亀井澄夫の妖精・妖怪世界の旅

沙悟浄(中国)

2021年12月27日

日本に足跡を残す唯一の弟子

「天の役人が人肉を食らう妖怪に」(イラスト(C)合間太郎)

 前に三蔵法師の二番弟子、猪八戒のことを書いた。今回はその三番目、沙悟浄である。日本では河童(カッパ)と言われることも多いが、決してそうではない。「水の妖怪と言えば河童」と単純に考えた当時の人々が情けない。実際は捲簾大将(けんれんたいしょう)という天の役人だったのが、女仙(女神)、西王母(せいおうぼ)が催す不老長寿の桃のまつり、蟠桃会(ばんとうえ)にて、うっかり器を割ってしまい、ムチ打ち80回の刑を受け、姿も醜く変えられて地上へと追放された。

 やむなく流沙河(りゅうさが)に住んだが、天の罰はなおもしつこく、7日に一度、するどい剣が飛んで来て彼の脇腹を貫くのだ。彼は飢えると水の上に出て人を食らう。三蔵一行がやって来る前は、同じように天竺に教を取りに行く僧をつかまえては食べていた。彼の首飾りは、その髑髏(しゃれこうべ)をつなげたものである。このように八戒と比べても遜色のない(?)経歴だが、その個性が『西遊記』の中では、まったく発揮されていない。

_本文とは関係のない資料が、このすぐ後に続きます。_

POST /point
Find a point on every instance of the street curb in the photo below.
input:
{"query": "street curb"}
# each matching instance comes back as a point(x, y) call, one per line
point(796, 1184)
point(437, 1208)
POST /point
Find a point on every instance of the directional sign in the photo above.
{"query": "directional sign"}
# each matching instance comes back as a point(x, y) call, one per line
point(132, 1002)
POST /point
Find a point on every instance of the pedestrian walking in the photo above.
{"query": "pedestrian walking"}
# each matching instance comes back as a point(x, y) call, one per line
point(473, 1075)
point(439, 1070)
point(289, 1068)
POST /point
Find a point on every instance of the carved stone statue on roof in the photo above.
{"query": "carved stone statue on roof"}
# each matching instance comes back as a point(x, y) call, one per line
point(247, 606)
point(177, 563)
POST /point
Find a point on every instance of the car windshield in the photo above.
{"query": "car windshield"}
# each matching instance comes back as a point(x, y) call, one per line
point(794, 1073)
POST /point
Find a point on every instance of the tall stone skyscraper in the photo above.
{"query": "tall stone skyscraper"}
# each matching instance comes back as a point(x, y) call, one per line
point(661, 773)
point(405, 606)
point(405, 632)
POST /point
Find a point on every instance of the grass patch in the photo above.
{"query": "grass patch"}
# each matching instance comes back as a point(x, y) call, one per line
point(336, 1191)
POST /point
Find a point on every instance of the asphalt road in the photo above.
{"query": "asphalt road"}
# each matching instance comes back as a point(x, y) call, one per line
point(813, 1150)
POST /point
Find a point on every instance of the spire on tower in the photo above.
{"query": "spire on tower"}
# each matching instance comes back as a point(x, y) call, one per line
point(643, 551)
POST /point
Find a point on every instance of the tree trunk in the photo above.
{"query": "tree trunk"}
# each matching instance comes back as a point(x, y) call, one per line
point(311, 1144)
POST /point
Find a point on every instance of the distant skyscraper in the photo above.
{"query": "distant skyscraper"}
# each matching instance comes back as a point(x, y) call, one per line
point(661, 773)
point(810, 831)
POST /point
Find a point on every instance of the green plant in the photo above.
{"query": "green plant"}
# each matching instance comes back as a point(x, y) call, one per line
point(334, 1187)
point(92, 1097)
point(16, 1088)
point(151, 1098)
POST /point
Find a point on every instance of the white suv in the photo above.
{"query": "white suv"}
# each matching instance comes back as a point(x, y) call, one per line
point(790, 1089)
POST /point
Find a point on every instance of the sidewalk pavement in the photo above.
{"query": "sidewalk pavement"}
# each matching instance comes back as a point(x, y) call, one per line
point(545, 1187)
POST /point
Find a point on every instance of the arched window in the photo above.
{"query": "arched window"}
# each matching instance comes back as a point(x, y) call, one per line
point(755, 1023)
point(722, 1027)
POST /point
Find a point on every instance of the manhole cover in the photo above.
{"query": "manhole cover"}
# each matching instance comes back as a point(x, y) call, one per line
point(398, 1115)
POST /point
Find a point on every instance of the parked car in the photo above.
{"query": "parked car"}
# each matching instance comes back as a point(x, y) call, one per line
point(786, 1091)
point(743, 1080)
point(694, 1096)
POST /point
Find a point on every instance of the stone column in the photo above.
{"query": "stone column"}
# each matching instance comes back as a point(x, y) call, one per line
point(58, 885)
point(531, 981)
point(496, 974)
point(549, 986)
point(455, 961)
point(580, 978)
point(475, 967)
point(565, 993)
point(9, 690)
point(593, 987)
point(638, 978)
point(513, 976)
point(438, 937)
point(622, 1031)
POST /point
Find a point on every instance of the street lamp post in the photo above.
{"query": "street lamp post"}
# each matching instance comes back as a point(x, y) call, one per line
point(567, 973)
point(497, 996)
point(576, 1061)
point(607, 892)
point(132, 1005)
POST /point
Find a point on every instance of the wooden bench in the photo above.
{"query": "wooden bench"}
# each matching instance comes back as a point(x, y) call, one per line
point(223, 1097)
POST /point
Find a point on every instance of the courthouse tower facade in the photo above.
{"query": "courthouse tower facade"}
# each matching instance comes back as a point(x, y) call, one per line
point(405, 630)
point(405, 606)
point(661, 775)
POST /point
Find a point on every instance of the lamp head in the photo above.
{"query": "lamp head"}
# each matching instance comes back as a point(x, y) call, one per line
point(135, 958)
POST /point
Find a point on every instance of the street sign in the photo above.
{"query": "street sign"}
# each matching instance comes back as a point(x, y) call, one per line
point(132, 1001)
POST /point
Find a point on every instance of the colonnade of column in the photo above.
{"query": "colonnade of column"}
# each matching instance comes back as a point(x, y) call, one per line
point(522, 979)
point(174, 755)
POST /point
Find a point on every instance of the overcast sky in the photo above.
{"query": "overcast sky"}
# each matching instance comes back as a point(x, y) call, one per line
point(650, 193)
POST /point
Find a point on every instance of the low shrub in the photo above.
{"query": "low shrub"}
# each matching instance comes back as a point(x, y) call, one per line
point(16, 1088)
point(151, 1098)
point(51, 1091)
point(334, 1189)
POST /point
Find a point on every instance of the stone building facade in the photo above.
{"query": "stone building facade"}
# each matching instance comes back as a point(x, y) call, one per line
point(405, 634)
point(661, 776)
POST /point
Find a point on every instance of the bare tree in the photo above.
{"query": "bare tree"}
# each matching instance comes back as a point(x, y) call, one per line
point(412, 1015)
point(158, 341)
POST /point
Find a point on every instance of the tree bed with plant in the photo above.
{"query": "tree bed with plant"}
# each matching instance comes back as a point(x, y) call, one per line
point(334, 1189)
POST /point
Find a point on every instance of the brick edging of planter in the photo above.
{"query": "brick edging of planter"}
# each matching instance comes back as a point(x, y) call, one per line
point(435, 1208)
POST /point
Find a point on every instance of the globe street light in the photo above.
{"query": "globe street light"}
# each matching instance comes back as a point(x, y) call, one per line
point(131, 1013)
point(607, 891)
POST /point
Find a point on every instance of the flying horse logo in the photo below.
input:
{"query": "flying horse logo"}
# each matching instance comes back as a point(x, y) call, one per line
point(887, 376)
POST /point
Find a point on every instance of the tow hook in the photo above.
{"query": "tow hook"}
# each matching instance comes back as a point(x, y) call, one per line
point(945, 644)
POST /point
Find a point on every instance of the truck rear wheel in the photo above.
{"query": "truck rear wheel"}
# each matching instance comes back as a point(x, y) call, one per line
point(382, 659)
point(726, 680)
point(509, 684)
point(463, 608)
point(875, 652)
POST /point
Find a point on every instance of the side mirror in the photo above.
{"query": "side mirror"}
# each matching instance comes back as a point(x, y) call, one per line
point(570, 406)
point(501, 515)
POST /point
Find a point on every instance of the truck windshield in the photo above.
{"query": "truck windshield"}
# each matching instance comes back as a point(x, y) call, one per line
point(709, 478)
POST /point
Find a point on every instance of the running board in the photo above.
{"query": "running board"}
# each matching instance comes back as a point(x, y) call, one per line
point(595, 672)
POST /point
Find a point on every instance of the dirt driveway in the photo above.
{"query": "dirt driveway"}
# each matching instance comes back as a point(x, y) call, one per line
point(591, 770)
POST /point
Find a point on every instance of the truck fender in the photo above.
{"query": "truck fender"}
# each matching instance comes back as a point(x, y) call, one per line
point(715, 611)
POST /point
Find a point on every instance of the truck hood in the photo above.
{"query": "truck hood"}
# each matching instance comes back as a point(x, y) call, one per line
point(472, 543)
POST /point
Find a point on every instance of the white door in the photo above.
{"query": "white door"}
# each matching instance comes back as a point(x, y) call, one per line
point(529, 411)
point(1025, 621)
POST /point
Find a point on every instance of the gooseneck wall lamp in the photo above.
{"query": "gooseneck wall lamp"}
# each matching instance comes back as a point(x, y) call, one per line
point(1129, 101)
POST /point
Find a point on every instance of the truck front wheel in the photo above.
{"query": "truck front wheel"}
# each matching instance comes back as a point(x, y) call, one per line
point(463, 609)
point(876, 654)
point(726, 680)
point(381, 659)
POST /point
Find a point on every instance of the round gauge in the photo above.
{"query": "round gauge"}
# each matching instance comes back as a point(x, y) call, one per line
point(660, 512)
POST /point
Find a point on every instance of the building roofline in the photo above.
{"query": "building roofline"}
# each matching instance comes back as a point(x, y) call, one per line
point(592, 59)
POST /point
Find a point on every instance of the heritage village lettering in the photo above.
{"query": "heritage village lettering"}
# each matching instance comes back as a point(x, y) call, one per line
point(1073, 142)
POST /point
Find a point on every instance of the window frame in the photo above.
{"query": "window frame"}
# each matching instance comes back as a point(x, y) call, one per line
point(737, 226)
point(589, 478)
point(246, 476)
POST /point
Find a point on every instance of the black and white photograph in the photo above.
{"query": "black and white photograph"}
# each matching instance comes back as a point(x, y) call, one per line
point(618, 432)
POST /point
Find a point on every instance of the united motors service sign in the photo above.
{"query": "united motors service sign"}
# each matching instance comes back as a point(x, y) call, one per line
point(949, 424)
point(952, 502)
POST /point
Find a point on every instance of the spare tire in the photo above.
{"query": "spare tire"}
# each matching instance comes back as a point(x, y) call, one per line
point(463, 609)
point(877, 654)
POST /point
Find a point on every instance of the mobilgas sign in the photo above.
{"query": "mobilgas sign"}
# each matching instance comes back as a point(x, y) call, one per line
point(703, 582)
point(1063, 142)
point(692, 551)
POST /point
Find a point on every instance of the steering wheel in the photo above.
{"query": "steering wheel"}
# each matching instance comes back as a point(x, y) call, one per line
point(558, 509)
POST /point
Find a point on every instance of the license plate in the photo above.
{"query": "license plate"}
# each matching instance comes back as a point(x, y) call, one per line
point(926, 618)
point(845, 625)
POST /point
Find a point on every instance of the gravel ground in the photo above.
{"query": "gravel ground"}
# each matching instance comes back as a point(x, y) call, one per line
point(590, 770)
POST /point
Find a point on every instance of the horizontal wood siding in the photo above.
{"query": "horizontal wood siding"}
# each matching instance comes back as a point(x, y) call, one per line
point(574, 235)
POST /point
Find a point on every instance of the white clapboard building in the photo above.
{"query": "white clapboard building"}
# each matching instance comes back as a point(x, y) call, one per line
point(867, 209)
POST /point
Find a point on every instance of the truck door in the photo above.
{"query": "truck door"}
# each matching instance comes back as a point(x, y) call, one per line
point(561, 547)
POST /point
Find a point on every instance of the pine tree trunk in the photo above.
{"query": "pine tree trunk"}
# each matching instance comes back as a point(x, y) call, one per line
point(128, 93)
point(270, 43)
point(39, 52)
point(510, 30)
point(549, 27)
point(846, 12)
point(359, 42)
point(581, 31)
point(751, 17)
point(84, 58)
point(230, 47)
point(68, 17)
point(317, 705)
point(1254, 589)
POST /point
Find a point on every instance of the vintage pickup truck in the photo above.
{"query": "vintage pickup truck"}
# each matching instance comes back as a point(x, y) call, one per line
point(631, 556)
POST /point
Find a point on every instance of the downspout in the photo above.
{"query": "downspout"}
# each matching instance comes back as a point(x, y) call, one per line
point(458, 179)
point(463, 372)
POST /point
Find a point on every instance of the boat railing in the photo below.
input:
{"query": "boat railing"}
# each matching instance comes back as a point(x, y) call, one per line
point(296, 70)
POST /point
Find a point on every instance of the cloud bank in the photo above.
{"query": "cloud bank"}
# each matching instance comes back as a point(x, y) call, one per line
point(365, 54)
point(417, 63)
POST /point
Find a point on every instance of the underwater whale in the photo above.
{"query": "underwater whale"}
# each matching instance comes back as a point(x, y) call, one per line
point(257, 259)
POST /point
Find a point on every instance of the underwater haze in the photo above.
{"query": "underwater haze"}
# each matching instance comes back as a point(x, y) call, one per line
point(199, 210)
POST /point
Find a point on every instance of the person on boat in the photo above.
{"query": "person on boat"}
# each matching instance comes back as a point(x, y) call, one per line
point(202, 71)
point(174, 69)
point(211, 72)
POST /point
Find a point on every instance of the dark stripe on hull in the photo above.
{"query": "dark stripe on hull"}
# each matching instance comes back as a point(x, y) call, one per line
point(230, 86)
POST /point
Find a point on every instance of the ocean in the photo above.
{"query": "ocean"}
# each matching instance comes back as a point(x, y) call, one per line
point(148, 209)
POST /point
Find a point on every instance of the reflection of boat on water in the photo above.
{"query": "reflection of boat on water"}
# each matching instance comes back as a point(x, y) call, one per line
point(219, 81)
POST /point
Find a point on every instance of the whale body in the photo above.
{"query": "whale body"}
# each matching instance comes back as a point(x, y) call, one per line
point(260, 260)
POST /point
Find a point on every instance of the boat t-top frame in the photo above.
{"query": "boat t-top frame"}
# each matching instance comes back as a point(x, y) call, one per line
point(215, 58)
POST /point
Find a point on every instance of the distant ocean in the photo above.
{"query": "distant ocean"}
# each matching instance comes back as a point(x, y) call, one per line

 また沙悟浄は、史実に登場する実在の三蔵法師を砂漠で助けた神、深沙王(しんしゃおう)でもある。以前、日光について調べものをしたとき、東照宮の入り口になる橋「山菅(やますげ)の蛇橋(じゃばし)」は、深沙王が赤と青の大蛇を橋にして架けたものと言われ、参道の近くに深沙王(沙悟浄)を祀(まつ)ったお堂もあることがわかった。その由来の通り「橋渡し」から男女の「縁むすび」の神としてもあがめられている。

 こう見ていくと作者、呉承恩(ごしょうおん)も、沙悟浄を登場させたはいいが、単なる妖怪としては扱いにくかったのかもしれない。結局、中途半端なキャラクターのまま、三蔵の馬を引いた功績により金身羅漢(こんしんらかん)という名誉ある称号を与え、呉承恩は沙悟浄を天に帰す。

 たしかに何をしたかと言うと、敵と戦うより馬を引くだけのキャラだったような気がするが、沙悟浄は日本に足跡を残す、三蔵法師の唯一の弟子なのである。